Lab Partner Names: ________________________________________________

15-494/694 Cognitive Robotics Lab 7:
PyTorch and Neural Networks

I. Software Update and Initial Setup

Note: You can do this lab/homework assignment either individually, or in teams of two.

At the beginning of every lab you should update your copy of the cozmo-tools package. Do this:

$ cd ~/cozmo-tools
$ git pull

II. Experiments with the MNIST Dataset and Linear Models

Make a lab7 directory.
Download the files mnist1.py, mnist2.py, mnist3.py into your lab7 directory.
Read the mnist1.py source code and skim the source code. This is a linear neural network with one layer of trainable weights.
Run the model by typing "python3 -i mnist1.py". The "-i" switch tells python not to exit after running the program. Press Enter to see each output unit's weight matrix, or type control-C and Enter to abort that part.
Try typing the following expressions to Python:
- model
- params = list(model.parameters())
- params
- [p.size() for p in params]
The first parameter is the 784x10 weight matrix; the second one is the 10 biases.
How long did each epoch of training take, on average? ________________
Modify the model to use the GPU instead of the CPU. (You just have to uncomment one line and comment out another.)
Run the model on the GPU. How long does each epoch take now? ________________
Are you surprised? GPUs don't help for small models. A few thousand weights is small.
Skim the code for the mnist2 model. This model has a hidden layer with 20 units. Each hidden unit is fully connected to the input and output layers.
Run the mnist2 model. How long does each epoch of training take, on average? ________________
You can use the show_hidden_weights() and show_output_weights() functions to display the learned weights.
Modify the mnist2 code to run on the GPU. How long does each epoch take now? ________________

III. Experiments with the MNIST Dataset and a Convolutional Model

Skim the code for the mnist3 model.
Run the model.

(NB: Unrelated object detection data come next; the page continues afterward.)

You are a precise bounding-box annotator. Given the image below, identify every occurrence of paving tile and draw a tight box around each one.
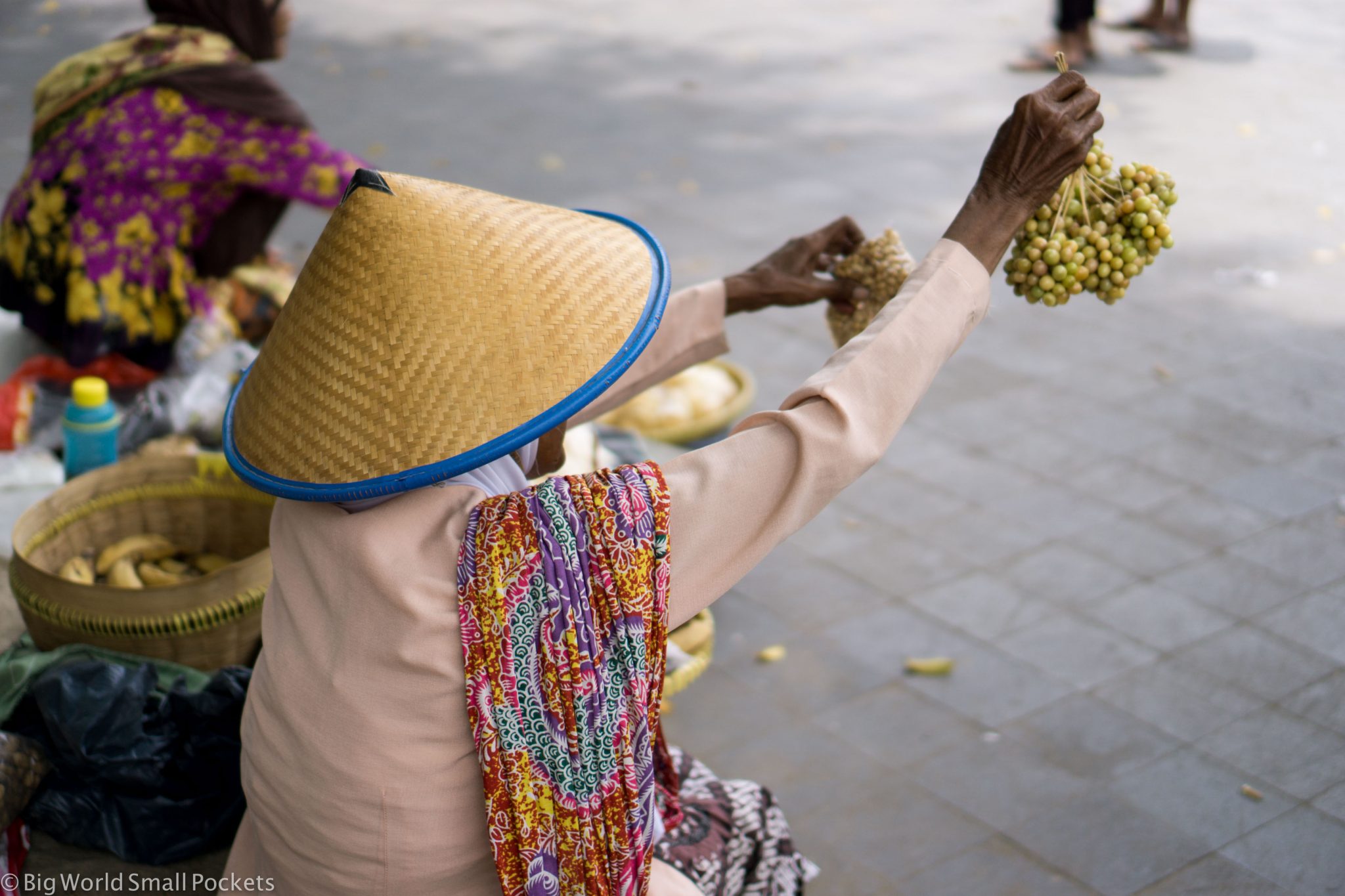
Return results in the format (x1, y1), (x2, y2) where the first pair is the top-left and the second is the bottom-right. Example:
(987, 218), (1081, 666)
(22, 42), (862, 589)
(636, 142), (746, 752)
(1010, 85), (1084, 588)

You can ignore the "THCudaCheck FAIL" message. Look at some of the kernels the model learns.
What are the parameters of this model? ________________________________________________
How many weights does it have? ________________
How many parameters does this model have, where each parameter is a tensor? ________________
How many total weights are in the model? (Show your calculation.) ________________________________________________
This model runs on the GPU. How long did each epoch of training take, on average? ________________
If you modify the model to run on the CPU, how long does an epoch take now? (You don't need to run the model to completion.) ________________

IV. Homework Problem: Digit Recognition

In this problem you're going to have Cozmo recognize handwritten digits. You can assume that the digits are separated by whitespace; they do not overlap. They will be drawn with a fat magic marker on a white sheet of paper that fills the camera image so there is no background clutter.
By combining code from load_mnist3.py and Lab7.fsm you can write a Cozmo behavior that captures camera images and does digit recognition.
You will need to resize the camera image to 28x28 in order to fit the neural network's input requirements. See this web page for help on resizing an image using the cv2.resize() method from OpenCV.
Since the original image is 320x240, which is not square, you can't just resize it to 28x28 because that will introduce distortion.
Another issue is that all the data used to train the neural net was normalized: each digit was scaled to a uniform size and centered in the image. But if you're holding up a sheet of paper to Cozmo, the digit will vary in size based on distance, and may not be centered. Therefore, you will need to write some code to find the bounding box of the digit, allow for a bit of white space around it, and rescale the resulting region to 28x28 so it looks like the training data. You can assume that the input is well-formed, i.e., there is a single digit on a white background. But your code must work on real grayscale images from Cozmo's camera, so when finding the bounding box it cannot assume that the background pixels are perfectly white, or that there is no noise in the image.
Write code to take the current camera image, segment out the digits, rescale each digit to 28x28, run it through the mnist3 model you trained previously, and have Cozmo speak the digit.
You can assume that there is one row of digits written on the sheet, so to segment out the digits you could do something simple like apply thresholding and then scan columns of the image, or something fancier like using cv2.connectedComponents.

Hand In

Hand in a collection of files sufficient to run your demo without further training. That includes your fsm file, your model definition, and your saved weights. Note: do not hand in a model definition that tries to load the training set; that step wastes time and is unnecessary when running on real camera iamges.